<!DOCTYPE html>
Stateful RNNs¶
In this reading notebook you will learn how to retain the state of an RNN when processing long sequences.
import tensorflow as tf
tf.__version__
So far you have trained RNNs on entire sequences, possibly of varying length. In some applications, such as financial time series modeling or real-time speech processing, the input sequence can be very long.
One way to process such sequences is to simply chop up the sequences into separate batches. However, the internal state of the RNN would then normally be reset in between the batches. Persisting an RNN cell's state between batches is useful in such contexts.
Stateful and non-stateful RNN models¶
We will begin by creating two versions of the same RNN model. The first is a regular RNN that does not retain its state.
# Create a regular (non-stateful) RNN
from tensorflow.keras.models import Sequential
from tensorflow.keras.layers import GRU
gru = Sequential([
GRU(5, input_shape=(None, 1), name='rnn')
])
To persist RNN cell states between batches, you can use the stateful
argument when you initialize an RNN layer. The default value of this argument is False
. This argument is available for all RNN layer types.
# Create a stateful RNN
stateful_gru = Sequential([
GRU(5, stateful=True, batch_input_shape=(2, None, 1), name='stateful_rnn')
])
Note that as well as setting stateful=True
, we have also specified the batch_input_shape
. This fixes the number of elements in a batch, as well as providing the sequence length and number of features. So the above model will always require a batch of 2 sequences.

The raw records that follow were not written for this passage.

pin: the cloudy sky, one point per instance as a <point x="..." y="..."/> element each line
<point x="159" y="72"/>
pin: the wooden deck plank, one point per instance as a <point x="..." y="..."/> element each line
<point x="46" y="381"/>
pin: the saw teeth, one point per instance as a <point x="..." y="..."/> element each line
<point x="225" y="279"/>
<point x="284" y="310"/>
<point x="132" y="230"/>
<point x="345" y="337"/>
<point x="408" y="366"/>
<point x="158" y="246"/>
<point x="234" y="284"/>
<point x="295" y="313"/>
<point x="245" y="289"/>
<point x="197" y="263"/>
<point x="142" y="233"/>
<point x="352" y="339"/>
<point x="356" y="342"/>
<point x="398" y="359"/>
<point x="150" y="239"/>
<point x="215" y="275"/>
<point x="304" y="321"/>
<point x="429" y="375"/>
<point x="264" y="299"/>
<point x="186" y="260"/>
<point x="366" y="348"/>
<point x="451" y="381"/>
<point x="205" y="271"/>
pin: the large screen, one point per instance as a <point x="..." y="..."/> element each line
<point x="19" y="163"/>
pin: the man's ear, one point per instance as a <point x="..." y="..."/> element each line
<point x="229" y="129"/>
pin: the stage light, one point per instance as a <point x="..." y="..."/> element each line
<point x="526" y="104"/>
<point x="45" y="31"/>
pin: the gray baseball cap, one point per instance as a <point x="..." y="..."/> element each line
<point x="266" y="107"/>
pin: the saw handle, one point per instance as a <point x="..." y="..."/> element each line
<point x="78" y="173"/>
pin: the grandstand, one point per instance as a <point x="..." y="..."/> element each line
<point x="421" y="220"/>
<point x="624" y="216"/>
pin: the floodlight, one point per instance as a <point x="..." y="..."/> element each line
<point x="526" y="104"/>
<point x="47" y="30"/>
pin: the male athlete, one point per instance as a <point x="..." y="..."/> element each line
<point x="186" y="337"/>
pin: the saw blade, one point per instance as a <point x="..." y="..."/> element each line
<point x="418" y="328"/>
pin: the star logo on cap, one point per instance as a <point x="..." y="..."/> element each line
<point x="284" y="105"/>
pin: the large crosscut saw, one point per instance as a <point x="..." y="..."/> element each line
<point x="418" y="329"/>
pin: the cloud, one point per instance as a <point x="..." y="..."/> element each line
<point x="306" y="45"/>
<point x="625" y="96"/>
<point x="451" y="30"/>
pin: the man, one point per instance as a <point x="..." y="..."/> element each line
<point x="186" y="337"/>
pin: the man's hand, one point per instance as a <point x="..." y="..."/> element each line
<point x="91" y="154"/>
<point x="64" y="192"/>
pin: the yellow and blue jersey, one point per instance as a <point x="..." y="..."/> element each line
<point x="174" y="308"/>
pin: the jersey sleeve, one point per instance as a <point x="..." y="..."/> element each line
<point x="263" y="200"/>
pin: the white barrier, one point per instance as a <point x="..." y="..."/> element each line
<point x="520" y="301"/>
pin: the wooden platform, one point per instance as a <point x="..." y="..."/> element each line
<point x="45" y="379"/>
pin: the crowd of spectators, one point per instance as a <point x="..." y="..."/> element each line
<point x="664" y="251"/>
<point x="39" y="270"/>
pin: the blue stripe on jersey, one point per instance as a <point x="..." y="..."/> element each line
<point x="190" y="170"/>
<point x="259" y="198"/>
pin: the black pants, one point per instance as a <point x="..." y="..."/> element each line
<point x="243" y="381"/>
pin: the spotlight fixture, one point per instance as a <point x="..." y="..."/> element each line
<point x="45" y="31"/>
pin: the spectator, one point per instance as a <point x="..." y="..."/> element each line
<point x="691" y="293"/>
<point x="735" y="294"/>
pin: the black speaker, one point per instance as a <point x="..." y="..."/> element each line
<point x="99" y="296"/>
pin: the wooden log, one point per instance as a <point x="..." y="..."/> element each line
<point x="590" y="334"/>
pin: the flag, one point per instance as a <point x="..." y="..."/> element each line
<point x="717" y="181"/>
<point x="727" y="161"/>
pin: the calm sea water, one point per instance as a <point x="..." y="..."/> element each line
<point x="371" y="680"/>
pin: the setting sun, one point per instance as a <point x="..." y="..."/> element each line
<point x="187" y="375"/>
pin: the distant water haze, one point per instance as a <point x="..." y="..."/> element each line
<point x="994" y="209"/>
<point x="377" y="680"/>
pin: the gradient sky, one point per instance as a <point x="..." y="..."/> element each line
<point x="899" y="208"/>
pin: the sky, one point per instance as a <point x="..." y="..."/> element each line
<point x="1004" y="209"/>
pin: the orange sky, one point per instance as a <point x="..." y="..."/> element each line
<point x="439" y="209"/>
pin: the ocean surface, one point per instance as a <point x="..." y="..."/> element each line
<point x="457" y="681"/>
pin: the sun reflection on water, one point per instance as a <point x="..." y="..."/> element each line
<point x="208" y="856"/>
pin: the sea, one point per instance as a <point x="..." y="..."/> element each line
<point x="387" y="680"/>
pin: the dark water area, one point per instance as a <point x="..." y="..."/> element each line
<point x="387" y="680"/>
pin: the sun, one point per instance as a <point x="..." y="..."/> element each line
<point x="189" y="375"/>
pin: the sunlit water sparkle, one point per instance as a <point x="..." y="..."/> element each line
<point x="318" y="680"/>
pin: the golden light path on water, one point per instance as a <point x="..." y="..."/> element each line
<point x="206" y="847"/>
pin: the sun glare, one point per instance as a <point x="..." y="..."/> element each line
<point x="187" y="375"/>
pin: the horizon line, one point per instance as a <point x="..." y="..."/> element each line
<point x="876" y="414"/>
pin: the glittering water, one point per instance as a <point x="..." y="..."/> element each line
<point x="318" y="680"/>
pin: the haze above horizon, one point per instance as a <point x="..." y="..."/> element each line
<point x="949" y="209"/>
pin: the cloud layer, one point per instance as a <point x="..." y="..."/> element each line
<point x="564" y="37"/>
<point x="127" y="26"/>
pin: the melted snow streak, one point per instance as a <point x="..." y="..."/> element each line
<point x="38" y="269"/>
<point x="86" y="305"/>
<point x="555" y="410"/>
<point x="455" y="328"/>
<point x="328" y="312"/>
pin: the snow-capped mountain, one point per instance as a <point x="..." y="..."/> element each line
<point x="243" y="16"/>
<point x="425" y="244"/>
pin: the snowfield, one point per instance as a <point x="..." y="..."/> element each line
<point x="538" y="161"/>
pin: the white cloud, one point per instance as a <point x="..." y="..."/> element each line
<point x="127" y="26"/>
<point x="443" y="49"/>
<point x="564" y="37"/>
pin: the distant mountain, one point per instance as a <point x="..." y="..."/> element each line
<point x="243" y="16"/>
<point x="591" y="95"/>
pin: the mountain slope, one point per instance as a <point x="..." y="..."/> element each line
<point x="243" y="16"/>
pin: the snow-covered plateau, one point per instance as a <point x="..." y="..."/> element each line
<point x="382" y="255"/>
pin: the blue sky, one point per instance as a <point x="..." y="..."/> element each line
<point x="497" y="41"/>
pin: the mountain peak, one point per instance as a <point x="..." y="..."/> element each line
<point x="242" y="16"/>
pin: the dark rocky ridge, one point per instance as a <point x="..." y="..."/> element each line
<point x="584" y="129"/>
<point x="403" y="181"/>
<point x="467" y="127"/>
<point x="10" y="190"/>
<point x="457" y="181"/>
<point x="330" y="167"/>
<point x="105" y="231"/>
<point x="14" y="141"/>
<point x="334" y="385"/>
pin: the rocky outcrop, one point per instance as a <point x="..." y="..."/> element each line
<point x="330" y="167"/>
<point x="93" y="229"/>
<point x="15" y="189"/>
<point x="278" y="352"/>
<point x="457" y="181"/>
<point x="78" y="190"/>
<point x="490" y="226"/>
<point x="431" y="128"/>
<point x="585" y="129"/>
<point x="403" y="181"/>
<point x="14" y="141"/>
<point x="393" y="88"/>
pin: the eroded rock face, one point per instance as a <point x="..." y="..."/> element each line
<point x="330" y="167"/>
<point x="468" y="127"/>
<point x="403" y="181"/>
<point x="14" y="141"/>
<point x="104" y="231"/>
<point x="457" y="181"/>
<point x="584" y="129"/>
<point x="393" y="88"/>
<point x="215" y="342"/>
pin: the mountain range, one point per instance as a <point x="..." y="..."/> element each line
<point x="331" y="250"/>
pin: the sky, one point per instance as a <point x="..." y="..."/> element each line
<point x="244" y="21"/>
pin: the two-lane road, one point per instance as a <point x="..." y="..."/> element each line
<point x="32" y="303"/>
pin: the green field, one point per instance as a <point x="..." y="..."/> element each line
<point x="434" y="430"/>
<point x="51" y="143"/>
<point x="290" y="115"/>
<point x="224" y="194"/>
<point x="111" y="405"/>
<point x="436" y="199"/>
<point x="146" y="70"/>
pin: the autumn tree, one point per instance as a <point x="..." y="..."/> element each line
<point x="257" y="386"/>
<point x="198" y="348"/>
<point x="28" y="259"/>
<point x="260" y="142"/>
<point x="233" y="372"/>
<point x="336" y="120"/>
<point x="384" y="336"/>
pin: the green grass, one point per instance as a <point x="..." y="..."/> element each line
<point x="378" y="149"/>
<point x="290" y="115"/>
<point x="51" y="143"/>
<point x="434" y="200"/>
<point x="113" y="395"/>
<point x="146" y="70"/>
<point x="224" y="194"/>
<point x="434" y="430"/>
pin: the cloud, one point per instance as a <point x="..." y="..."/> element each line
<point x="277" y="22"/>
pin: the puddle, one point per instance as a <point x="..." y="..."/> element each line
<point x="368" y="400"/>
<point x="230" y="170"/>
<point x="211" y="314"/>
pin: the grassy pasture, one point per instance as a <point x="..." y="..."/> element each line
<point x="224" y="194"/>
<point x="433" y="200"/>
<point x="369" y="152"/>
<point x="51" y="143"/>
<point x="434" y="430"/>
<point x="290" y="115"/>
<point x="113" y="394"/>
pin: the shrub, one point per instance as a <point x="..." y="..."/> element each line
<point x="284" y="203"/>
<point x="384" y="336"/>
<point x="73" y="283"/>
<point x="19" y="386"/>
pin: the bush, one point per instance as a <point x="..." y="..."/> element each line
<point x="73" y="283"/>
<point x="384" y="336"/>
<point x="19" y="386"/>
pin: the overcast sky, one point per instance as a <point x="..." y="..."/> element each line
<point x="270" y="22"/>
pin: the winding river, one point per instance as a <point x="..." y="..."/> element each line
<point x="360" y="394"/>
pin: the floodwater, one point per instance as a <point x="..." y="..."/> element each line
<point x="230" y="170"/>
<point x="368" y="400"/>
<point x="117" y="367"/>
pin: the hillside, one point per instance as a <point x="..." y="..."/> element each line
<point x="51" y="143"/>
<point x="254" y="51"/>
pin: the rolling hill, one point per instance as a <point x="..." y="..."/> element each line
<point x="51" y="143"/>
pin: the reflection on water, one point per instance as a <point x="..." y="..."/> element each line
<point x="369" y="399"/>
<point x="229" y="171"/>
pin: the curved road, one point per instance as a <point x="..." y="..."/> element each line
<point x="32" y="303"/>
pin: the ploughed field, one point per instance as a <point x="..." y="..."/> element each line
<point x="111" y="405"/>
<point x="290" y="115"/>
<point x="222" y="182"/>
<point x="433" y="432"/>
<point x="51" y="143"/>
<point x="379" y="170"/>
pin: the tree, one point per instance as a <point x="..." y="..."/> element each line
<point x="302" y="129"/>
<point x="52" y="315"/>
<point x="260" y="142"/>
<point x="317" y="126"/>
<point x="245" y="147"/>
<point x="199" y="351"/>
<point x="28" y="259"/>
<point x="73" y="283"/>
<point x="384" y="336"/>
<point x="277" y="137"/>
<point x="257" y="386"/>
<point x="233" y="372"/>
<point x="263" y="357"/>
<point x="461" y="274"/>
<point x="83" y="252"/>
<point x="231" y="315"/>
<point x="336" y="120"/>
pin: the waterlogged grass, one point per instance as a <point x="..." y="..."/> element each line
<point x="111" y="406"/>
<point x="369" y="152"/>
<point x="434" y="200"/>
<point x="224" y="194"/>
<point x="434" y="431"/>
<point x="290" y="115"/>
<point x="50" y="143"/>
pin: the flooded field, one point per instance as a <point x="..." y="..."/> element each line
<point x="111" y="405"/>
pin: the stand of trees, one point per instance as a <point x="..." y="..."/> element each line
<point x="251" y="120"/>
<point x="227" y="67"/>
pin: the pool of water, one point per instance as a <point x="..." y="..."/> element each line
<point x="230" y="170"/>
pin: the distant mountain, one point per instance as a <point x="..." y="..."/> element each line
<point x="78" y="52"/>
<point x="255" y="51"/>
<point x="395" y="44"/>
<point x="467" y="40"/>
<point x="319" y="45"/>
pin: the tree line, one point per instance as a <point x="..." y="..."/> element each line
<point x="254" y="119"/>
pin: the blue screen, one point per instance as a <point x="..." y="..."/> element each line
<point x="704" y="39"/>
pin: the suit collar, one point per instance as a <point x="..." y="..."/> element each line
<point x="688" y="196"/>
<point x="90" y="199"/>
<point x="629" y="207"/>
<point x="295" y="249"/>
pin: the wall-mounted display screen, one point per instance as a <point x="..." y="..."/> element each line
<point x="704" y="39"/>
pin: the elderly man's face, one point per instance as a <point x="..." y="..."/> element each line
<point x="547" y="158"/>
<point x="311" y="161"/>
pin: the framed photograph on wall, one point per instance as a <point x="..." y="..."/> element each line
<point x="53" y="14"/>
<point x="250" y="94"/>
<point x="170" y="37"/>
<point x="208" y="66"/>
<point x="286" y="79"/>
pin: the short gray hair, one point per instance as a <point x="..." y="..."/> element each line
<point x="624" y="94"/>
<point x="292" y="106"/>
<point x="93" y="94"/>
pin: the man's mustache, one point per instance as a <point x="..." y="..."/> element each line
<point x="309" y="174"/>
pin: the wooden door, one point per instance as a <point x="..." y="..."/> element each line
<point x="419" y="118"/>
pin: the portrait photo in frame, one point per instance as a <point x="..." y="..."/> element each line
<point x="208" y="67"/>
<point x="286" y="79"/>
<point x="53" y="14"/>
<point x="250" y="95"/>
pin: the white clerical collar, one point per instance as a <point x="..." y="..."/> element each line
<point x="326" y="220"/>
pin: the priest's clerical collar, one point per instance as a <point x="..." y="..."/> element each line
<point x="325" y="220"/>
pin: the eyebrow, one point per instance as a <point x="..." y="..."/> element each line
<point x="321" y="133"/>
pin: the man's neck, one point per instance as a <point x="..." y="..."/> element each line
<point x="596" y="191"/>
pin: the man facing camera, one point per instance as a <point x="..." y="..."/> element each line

When using stateful RNNs, it is necessary to supply this argument to the first layer of a Sequential
model. This is because the model will always assume that each element of every subsequent batch it receives will be a continuation of the sequence from the corresponding element in the previous batch.
Another detail is that when defining a model with a stateful RNN using the functional API, you will need to specify the batch_shape
argument as follows:
# Redefine the same stateful RNN using the functional API
from tensorflow.keras.models import Model
from tensorflow.keras.layers import Input
inputs = Input(batch_shape=(2, None, 1))
outputs = GRU(5, stateful=True, name='stateful_rnn')(inputs)
stateful_gru = Model(inputs=inputs, outputs=outputs)
Inspect the RNN states¶
We can inspect the RNN layer states by retrieving the recurrent layer from each model, and looking at the states
property.
# Retrieve the RNN layer and inspect the internal state
gru.get_layer('rnn').states
# Retrieve the RNN layer and inspect the internal state
stateful_gru.get_layer('stateful_rnn').states
Note that the internal state of the stateful RNN has a state stored for each element in a batch, which is why the shape of the state Variable is (2, 5)
.
Create a simple sequence dataset¶
We will demonstrate the effect of statefulness on a simple sequence dataset consisting of two sequences.
# Create the sequence dataset
sequence_data = tf.constant([
[[-4.], [-3.], [-2.], [-1.], [0.], [1.], [2.], [3.], [4.]],
[[-40.], [-30.], [-20.], [-10.], [0.], [10.], [20.], [30.], [40.]]
], dtype=tf.float32)
sequence_data.shape
Process the sequence batch with both models¶
Now see what happens when you pass the batch of sequences through either model:
# Process the batch with both models
_1 = gru(sequence_data)
_2 = stateful_gru(sequence_data)
# Retrieve the RNN layer and inspect the internal state
gru.get_layer('rnn').states
# Retrieve the RNN layer and inspect the internal state
stateful_gru.get_layer('stateful_rnn').states
The stateful RNN model has updated and retained its state after having processed the input sequence batch. This internal state could then be used as the initial state for processing a continuation of both sequences in the next batch.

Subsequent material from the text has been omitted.